Attempting to reinvigorate the product line and infuse the Fila brand with an Italian aura (for the first time in more than two decades), the company announced in January 2001 a partnership with Italian design company Pininfarina Group to develop a new performance running shoe. Pininfarina was most famous for designing the highly stylish and technically innovative Ferrari automobile. Separately, Fila partnered with Ferrari through a June 2001 agreement whereby Fila would supply the Ferrari Marlboro Formula 1 racing team with apparel and footwear and would also develop a line of Ferrari shoes.

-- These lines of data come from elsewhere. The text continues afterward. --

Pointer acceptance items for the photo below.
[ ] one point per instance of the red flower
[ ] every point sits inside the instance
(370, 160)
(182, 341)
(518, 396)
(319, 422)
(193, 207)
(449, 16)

Also in mid-2001, Fila bolstered its financial position through the issuance of 33.3 million new shares of stock to existing shareholders, raising EUR 146.7 million. Through this capital increase, HdP's stake in Fila increased from 54.6 percent to 71.9 percent. Simultaneously, however, HdP announced that it was seeking to sell its stake in Fila and its other fashion units to concentrate on its publishing operations. A U.S. investment group called Continental Partners emerged as a suitor, as did Golden Gate, another investment firm, and VF Corporation, the maker of Lee and Wrangler jeans. By late 2002, however, no deal had been completed.

In the meantime, CEO Scannavini resigned in February 2002 and was succeeded by Marco Isaia, who had served as Fila's chief operating officer since January 1998. In June 2002 Fila opened a Fila Sport Life flagship store in Tokyo. In September 2002 Fila's shareholders approved a plan to recapitalize the company, which included dipping into company reserves, executing a reverse one-for-two stock split, and completing another capital increase in order to raise a further EUR 146.7 million. With the company headed for another year in the red in 2002 and the sale of the company still pending, Fila faced a very uncertain future.

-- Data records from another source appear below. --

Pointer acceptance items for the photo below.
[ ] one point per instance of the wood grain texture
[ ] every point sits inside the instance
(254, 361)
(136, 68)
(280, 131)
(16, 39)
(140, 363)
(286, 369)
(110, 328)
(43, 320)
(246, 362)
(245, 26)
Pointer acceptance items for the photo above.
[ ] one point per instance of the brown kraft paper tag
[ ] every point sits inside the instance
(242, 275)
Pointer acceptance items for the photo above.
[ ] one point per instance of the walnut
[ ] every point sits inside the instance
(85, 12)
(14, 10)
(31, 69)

Principal Subsidiaries: Fila U.S.A. Inc.; Fila Sport S.p.A.; Fila Italia S.p.A.; Fila Sport (Hong Kong) Limited; Fila Korea Ltd.; Fila France S.A. (99.97%); Fila Deutschland GmbH (Germany); Fila U.K. Limited; Fila Argentina S.A.

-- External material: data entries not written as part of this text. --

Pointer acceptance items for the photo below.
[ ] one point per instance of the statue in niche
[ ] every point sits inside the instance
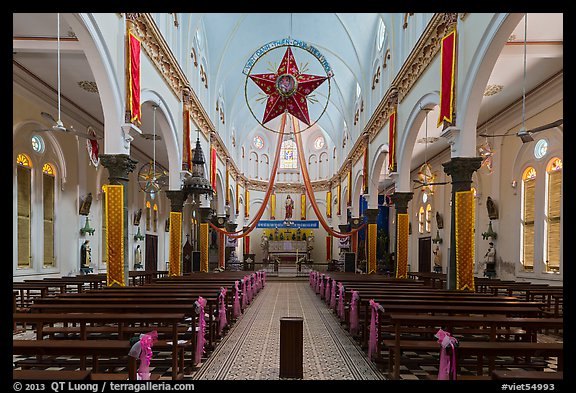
(492, 210)
(289, 207)
(439, 221)
(85, 204)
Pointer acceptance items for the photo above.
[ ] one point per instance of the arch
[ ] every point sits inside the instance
(104, 69)
(470, 95)
(409, 135)
(167, 128)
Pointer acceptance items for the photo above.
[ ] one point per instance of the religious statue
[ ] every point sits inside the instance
(138, 257)
(289, 207)
(85, 257)
(437, 260)
(490, 261)
(85, 204)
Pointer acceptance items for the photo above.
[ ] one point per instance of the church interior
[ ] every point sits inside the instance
(288, 196)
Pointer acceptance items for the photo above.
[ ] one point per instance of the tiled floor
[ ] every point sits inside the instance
(250, 350)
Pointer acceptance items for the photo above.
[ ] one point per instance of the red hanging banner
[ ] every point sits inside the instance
(392, 143)
(134, 78)
(213, 168)
(447, 69)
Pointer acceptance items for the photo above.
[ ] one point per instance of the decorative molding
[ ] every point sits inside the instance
(159, 52)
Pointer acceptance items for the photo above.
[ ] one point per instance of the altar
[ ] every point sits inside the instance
(287, 250)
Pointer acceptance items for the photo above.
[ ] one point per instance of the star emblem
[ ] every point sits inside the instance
(287, 89)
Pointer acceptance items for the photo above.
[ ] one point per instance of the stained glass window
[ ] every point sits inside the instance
(258, 142)
(528, 213)
(553, 228)
(288, 155)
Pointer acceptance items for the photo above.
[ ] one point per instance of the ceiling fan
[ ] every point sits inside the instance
(524, 134)
(57, 125)
(426, 181)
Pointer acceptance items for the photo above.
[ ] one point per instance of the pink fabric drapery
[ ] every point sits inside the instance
(200, 340)
(333, 295)
(373, 340)
(237, 310)
(341, 300)
(354, 313)
(143, 350)
(222, 320)
(447, 368)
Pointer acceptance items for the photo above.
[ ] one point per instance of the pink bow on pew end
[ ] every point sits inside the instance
(354, 313)
(200, 340)
(373, 340)
(447, 368)
(237, 310)
(143, 350)
(341, 301)
(222, 321)
(333, 295)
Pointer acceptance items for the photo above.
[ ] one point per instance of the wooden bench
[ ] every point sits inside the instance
(467, 349)
(94, 348)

Principal Competitors: NIKE, Inc.; Reebok International Ltd.; adidas-Salomon AG; K-Swiss Inc.; New Balance Athletic Shoe, Inc.; PUMA AG Rudolf Dassler Sport; Sara Lee Corporation.

Chronology

  • Key Dates:
  • 1923: Eponymous brothers establish Fila as a manufacturer of knitwear, specifically underwear.
  • 1974: Enrico Frachey becomes managing director and begins the transformation of Fila into a maker of athletic apparel.
  • Early 1980s:[fsps*2.5]SNIA BPD S.p.A. acquires 80.5 percent stake in Fila, with the remaining 19.5 percent held by Unione Manifatture S.p.A.
  • 1988: Gemina S.p.A. acquires Fila.
  • 1993: In conjunction with an IPO that lists the company on the New York Stock Exchange, Fila Holding S.p.A. is created as a new holding company.
  • 1996: The owners of Gemina create a new holding company called Holding di Partecipazioni Industriali S.p.A. (HdP), and Gemina's stake in Fila is transferred to this new firm.
  • 1997: Falling sales in the United States and Asia lead to the first of several consecutive years in the red.
  • 2001: The first Fila Sport Life flagship stores are opened; HdP announces its intention to sell its stake in Fila.